Drive-By Pharming In the Wild
An anonymous reader writes "Symantec reported Tuesday that the first case of drive-by pharming, in which a hacker changes the DNS settings on a customer's broadband router or wireless access point and directs the link to a fraudulent Web site, has been observed in the wild. The first drive-by pharming attack has been observed against a Mexican bank: 'It's associated with an e-mail pretending to be from a legitimate Spanish-language e-greeting card company, Gusanito.com,' says Symantec Security Response principal researcher Zulfikar Ramzan.
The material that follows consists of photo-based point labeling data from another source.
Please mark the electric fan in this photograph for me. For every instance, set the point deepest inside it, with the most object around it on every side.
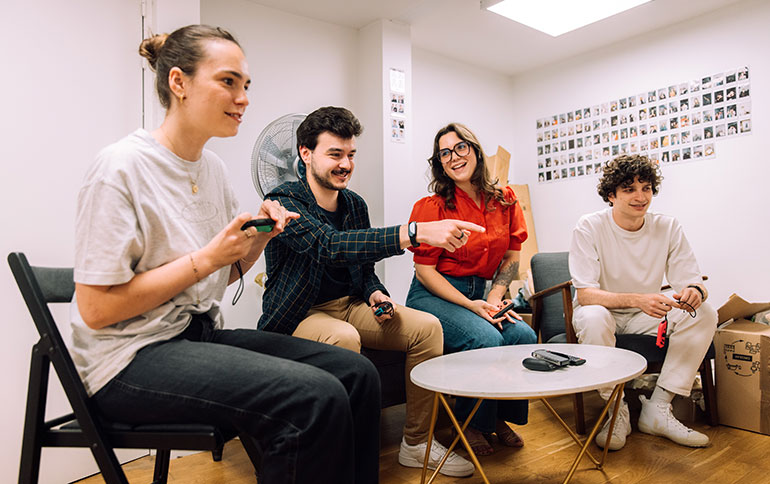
(275, 159)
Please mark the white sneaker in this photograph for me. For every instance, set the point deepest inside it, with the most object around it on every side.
(657, 419)
(414, 456)
(620, 431)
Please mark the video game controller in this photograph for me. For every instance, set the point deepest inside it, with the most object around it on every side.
(261, 224)
(384, 307)
(506, 308)
(558, 359)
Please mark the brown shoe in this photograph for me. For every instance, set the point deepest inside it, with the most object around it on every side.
(507, 436)
(477, 441)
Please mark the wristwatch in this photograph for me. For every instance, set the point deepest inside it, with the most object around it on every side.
(411, 229)
(697, 288)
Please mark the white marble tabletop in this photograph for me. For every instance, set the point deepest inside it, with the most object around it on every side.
(498, 373)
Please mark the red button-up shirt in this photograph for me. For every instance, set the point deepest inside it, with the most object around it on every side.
(482, 254)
Inside the e-mail is an HTML image tag but instead of displaying images, it sends a request to the home router to tamper with it."
So, I suppose this "hack" fails entirely on any router which... well, either has a default password or (like any high end router) doesn't use HTTP basic authentication? No worries for me, my 3com is safe as houses.
For a site about things like basic rights, Slashdot users sure do like to censor "dissent".
If Bioware can sell $30 software with unique CD-Keys printed on the inside of each jewel case, why can't Linksys sell $40 routers with unique admin passwords printed on each manual. Or better yet, make the default password the last 6 digits of the LAN side MAC address, that can't be terribly hard to manufacture.
Seriously, you could even honestly market them as "more secure."
Or maybe force users to change the password.
:P
Which one makes more sense?
nothing to see here... move along, folks
I presume you're being funny. What you're doing there is just as likely to land you in the hoosegow as a suspected terrorist or something of that nature as it is to make you money. This is not a time in U.S. history where being a Good Samaritan is even remotely a good idea.